Rusya’nın 1786’daki ayaklanma çağrılan, Mora’da gelişmiş olan güvensizlik nedeniyle yandaş bulamadı ama başka bölgelerde sınırlı ve etkisiz hareketler doğurdu. Bununla birlikte Fransız Devrimi’nin ardından Avrupa’da başlayan çatışmaların Balkanlar’a yansıması, Yunanlılar arasında milliyetçiliğin canlanmasına elverişli bir ortam yarattı. Avrupa’daki liberal çevrelerin Yunan bağımsızlığına gösterdiği sempati ve güçlü bir Yunan orta sınıfının ortaya çıkışı milliyetçi harekete geniş bir temel kazandırırken, Osmanlı merkezî yönetiminin giderek zayıflaması Yunan siyasal çevrelerine belirli bir hareket serbestliği sağladı.
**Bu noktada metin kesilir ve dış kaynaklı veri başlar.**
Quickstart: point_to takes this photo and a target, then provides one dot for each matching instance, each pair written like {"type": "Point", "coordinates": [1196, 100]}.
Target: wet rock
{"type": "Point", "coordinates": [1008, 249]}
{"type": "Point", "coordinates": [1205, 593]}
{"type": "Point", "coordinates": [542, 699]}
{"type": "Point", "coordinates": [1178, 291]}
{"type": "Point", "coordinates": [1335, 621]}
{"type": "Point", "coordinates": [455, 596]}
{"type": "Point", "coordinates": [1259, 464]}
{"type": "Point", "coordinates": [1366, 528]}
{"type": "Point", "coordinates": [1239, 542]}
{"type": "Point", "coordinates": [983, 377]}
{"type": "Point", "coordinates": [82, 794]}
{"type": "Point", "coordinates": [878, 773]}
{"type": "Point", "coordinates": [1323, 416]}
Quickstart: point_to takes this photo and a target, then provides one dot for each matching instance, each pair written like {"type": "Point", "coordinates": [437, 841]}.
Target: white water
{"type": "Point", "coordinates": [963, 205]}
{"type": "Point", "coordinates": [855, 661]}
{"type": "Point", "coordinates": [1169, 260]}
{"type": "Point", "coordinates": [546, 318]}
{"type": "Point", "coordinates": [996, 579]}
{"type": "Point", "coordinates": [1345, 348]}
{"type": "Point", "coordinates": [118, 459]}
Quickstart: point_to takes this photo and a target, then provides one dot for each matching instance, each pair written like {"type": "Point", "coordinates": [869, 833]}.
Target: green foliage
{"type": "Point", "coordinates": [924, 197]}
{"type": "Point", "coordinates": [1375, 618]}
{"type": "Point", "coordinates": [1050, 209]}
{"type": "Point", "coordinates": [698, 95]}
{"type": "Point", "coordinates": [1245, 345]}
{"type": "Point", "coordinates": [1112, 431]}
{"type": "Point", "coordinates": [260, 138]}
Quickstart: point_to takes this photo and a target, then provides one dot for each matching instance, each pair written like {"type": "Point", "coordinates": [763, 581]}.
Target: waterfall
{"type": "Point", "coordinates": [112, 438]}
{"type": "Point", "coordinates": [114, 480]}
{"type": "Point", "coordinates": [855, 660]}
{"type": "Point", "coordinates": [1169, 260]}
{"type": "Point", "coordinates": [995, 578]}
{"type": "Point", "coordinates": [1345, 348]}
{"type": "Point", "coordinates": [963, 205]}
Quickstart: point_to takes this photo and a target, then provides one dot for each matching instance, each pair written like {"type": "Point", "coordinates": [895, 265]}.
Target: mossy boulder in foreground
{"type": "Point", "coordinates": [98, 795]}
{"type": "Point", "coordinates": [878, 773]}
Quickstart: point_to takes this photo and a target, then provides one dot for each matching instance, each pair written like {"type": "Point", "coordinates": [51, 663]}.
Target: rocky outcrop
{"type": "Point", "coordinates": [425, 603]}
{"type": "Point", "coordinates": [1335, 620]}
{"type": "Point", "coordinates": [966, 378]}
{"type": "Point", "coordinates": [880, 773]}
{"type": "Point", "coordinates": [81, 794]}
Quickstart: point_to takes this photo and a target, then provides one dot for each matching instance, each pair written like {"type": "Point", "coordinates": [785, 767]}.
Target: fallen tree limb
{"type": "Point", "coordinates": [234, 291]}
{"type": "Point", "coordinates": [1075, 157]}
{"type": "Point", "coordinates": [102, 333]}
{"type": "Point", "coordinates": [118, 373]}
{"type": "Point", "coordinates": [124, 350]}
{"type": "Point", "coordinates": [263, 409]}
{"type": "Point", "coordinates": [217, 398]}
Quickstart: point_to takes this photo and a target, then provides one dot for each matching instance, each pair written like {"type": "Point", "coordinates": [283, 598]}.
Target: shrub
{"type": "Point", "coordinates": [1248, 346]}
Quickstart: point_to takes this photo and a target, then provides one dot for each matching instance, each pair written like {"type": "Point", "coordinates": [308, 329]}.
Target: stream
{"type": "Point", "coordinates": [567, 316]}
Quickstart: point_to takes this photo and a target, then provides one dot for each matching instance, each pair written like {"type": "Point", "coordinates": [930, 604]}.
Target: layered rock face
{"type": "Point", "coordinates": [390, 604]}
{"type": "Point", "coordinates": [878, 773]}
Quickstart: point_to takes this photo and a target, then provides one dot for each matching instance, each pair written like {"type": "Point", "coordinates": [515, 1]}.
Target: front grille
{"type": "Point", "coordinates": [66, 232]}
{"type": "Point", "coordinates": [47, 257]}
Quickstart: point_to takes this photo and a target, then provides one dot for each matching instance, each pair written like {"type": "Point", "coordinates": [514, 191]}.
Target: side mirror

Aynı dönemde Yunan milliyetçi hareketi içinde sınıflara ve bölgelere dayalı farklı eğilimler de belirmeye başladı. Fenerliler gibi soylular ve Rusya’ya bağlı güç odaklarının dışında, din adamlarının etkin olarak katıldığı köylü hareketi ve adalardaki varlıklı tüccarların desteklediği bağımsızlık hareketi de siyasal sahneye çıktı. Bu farklı eğilimleri biçimlendiren bir etken de büyük devletlerin Yunan milliyetçilerini yanlarına çekme girişimleriydi. Rusya’daki tüccarlarca 1814’te kurulan Philikı Hetaireıa adlı örgüt, Rus ordusunda subay olan Aleksandr İpsilanti’nin önderliğinde silahlı bir ayaklanma hazırlığına yöneldi. Venedik yönetiminin ardından birkaç kez el değiştirdikten sonra İngiliz korumasına girmiş olan İon Adaları da anakaradaki siyasal örgütlenmelerin bir sığmağı durumuna geldi. Balkanlar’daki Rus nüfuzundan rahatsızlık duyan Avusturya doğuya yayılma politikasının bir parçası olarak Yunan milliyetçiliğine destek veren bir başka güç konumuna girdi. Yunanlıların bağımsız bir devlet kurma hedefiyle ayaklanmasını sağlayan asıl etken ise, bölgede fiili bir özerklik elde etmiş olan Tepedelenli Ali Paşa ile Osmanlı kuvvetleri arasında Mart 1820’de başlayan çatışma oldu.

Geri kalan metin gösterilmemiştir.